# Boundary Question For General Bull



## Crash (Mar 20, 2008)

I am considering hunting near Echo and have found a road called Dikker Hill Road near there. I was wondering if any of you guys might know the area a little bit and know if that road in particular is privately owned or open to public. I have been scouting in the South Slope and Kamas area units, but can't seem to find enough open space away from roads and people. I don't want to know your secret spots or anything, just having a hell of a time finding maps for these boundaries. You can PM me if you would like. Thanks in advance.


----------



## cfarnwide (Sep 10, 2007)

Im not familiar with the road you mentioned but here is a link to all the 2009 big game maps and boundary descriptions.

http://wildlife.utah.gov/maps/2009_biggame/


----------



## Crash (Mar 20, 2008)

I should have been more specific. I know the boundaries of the units. I just was wondering about the land ownership boundaries. What is BLM and what is not. This is my second year hunting elk and my seventh year hunting deer and have managed to shoot a little fork horn buck two years ago. So I am really trying to find places where I can escape the roads and people. Soapstone is beautiful but I get tired of being scoped by morons all the time. Thanks for the link though. It helped with a road question I had with my own map.


----------



## Kevin D (Sep 15, 2007)

Get a BLM map, they are the best in showing what is Forest, state, BLM, or private ground. They don't show geographical details as well as a Forest Service map, but if you used the two together, you'd have a pretty good idea.
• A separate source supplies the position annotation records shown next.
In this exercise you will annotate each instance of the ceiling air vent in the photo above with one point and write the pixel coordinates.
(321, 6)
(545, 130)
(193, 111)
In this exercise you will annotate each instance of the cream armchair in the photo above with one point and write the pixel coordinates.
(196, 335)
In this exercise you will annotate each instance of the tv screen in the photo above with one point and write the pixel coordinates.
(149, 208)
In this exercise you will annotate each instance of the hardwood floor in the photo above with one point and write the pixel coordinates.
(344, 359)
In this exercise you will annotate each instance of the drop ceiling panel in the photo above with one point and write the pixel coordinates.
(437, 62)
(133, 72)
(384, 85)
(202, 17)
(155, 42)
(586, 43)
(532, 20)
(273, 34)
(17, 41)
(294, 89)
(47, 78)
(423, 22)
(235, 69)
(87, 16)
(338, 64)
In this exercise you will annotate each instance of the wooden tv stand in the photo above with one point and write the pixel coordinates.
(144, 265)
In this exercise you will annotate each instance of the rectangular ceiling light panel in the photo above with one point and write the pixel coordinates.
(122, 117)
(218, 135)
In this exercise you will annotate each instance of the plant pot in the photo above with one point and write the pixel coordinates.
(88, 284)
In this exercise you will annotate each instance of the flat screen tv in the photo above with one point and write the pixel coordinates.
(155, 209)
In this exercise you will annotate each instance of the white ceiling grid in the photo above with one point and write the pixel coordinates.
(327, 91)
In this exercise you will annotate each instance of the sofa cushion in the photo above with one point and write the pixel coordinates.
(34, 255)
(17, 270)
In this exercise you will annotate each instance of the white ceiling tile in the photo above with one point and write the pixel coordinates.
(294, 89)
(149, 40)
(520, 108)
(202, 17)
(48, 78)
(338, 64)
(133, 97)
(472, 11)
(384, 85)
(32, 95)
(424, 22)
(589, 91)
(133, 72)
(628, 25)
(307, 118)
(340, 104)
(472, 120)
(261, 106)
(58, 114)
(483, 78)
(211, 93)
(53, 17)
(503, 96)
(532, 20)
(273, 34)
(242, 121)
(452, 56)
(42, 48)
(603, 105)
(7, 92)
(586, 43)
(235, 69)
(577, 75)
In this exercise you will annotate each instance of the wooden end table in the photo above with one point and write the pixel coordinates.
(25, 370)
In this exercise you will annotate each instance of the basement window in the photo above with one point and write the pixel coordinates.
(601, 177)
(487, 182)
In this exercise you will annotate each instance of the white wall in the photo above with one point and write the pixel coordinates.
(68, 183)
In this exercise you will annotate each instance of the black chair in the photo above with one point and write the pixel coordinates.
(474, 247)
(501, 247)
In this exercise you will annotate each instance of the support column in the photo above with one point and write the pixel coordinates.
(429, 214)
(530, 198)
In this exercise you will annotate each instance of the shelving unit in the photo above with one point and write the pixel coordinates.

The Trailhead Sports store in Logan has them, but aside from the BLM office, I don't know where to get them along the Wasatch front.


----------



## cfarnwide (Sep 10, 2007)

Also, in the Echo/Chalk Creek area, you have to be careful about public lands _that may be included_ in CWMU's.

I'd be certain to overlay CWMU boundaries over your public lands map.


----------



## reb8600 (Sep 8, 2007)

The only public land I am aware in the Echo area is the Henefer-Echo WMA and there is no vehicles allowed. Everything else is private.


----------